Insight starts with an understanding of what your customer is hoping to accomplish by using your product and service. Changing customer behavior (i.e. buy this product from me rather than from the other guy) is extremely difficult. However, if you’re able to tap into a unique perspective surrounding why customers would choose your product and present it in a way in which that have not thought about it before, you can change the customer’s mental model, the way they think about the entire purchasing process. By shifting that mental model, you can drive true and lasting behavioral changes.
To return to our ice example, you may have a tough time convincing your well-informed buyer that your ice is colder or better tasting than the other guy’s ice. After all, the other guy’s ice is cold enough for the buyer’s purposes and tastes about the same, so that argument falls flat. You’re proposing a solution to a problem that doesn’t exist for your buyer. However, through customer research, you may discover that your buyers are primarily using your ice to chill their nightly glass of whiskey. That insight may lead you to start offering your ice in balls rather than cubes, and messaging it based on the surface area-to-whiskey ratio where your ice “spheres” chill your customer’s beverage without diluting it, unlike the other guy’s crude cubes.

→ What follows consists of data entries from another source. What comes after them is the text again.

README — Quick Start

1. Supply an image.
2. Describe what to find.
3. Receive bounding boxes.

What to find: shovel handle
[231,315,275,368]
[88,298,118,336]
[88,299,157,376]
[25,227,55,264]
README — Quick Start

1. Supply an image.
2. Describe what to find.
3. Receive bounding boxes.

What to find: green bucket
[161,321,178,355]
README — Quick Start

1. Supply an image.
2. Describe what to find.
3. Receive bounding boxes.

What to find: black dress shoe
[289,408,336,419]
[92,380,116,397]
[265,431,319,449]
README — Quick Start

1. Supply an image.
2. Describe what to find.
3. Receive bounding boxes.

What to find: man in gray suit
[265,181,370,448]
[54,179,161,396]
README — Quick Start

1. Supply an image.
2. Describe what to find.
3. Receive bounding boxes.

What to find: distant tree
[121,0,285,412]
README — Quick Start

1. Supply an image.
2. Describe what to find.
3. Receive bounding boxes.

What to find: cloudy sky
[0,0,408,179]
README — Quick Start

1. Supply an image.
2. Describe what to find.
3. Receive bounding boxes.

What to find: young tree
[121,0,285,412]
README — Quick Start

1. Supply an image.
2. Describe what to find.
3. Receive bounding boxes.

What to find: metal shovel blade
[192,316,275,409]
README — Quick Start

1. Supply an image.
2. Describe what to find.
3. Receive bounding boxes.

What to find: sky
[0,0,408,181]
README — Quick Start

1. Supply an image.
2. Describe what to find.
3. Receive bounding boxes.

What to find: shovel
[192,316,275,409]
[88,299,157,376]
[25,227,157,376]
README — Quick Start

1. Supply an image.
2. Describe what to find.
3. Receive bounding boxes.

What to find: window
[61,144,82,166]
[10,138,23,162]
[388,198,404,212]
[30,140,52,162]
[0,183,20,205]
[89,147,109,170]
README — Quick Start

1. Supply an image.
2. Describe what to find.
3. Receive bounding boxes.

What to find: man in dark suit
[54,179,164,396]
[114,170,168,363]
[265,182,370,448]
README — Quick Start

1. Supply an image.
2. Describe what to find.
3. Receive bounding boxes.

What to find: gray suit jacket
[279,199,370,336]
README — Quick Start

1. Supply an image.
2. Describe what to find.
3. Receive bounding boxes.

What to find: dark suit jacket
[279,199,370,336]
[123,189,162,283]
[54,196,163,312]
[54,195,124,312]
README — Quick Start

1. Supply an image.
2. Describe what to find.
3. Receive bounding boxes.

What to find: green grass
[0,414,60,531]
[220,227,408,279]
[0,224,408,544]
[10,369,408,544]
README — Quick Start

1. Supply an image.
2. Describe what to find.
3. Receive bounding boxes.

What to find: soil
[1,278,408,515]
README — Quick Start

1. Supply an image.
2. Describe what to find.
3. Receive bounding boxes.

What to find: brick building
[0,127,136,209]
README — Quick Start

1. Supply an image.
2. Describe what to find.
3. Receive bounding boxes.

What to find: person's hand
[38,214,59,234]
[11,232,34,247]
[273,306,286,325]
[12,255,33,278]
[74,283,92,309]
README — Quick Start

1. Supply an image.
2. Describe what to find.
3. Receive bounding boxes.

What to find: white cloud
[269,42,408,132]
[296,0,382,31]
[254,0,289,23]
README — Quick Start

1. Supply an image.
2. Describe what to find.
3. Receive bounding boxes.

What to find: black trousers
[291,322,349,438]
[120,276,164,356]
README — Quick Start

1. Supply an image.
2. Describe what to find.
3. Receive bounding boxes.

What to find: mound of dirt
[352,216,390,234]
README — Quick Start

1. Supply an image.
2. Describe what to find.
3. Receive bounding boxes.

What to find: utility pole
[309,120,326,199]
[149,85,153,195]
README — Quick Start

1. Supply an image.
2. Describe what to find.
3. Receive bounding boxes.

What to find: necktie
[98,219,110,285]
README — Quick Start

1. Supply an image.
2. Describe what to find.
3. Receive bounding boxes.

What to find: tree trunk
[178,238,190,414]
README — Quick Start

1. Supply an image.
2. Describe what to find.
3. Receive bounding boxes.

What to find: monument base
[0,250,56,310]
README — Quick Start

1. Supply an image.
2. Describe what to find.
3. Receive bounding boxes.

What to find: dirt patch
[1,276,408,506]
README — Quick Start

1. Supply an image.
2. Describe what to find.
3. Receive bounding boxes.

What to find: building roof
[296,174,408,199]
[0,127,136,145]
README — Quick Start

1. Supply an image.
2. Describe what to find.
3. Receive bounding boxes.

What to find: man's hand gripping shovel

With this sort of understanding of your customer, you can support premium pricing of your new product delivery method (ice spheres) rather than fighting competitive price pressure of a “me-too” ice cube, because you have changed how your customer perceives your product and its inherent value to them.
Insights can be difficult to come by, but there are many tools available to help with the process. Focus groups are an obvious route, but they can be expensive to operate and usually reach a limited number of individuals. However, just in the last few years, a number of great digital survey and testing tools have emerged that allow marketers to effectively and increasingly accurately collect valuable information from their customers on their needs and buying habits.
Once messaging is developed based on well-researched insights, experienced marketers are able to test and refine the messages in amazingly detailed ways, from user testing to A/B testing to UX interaction and response testing. And, best of all, most of these relatively new research and testing tools are readily available at a much lower cost than alternative traditional approaches.
So if you’re still relying on your time-tested relationship sales efforts and are seeing your conversion rates stagnate, it may be time to rescue your customers from the marketing No Man’s Land. After all, if you want to sell ice to an Inuit, it helps to know that your Inuit loves a good 18 year old scotch.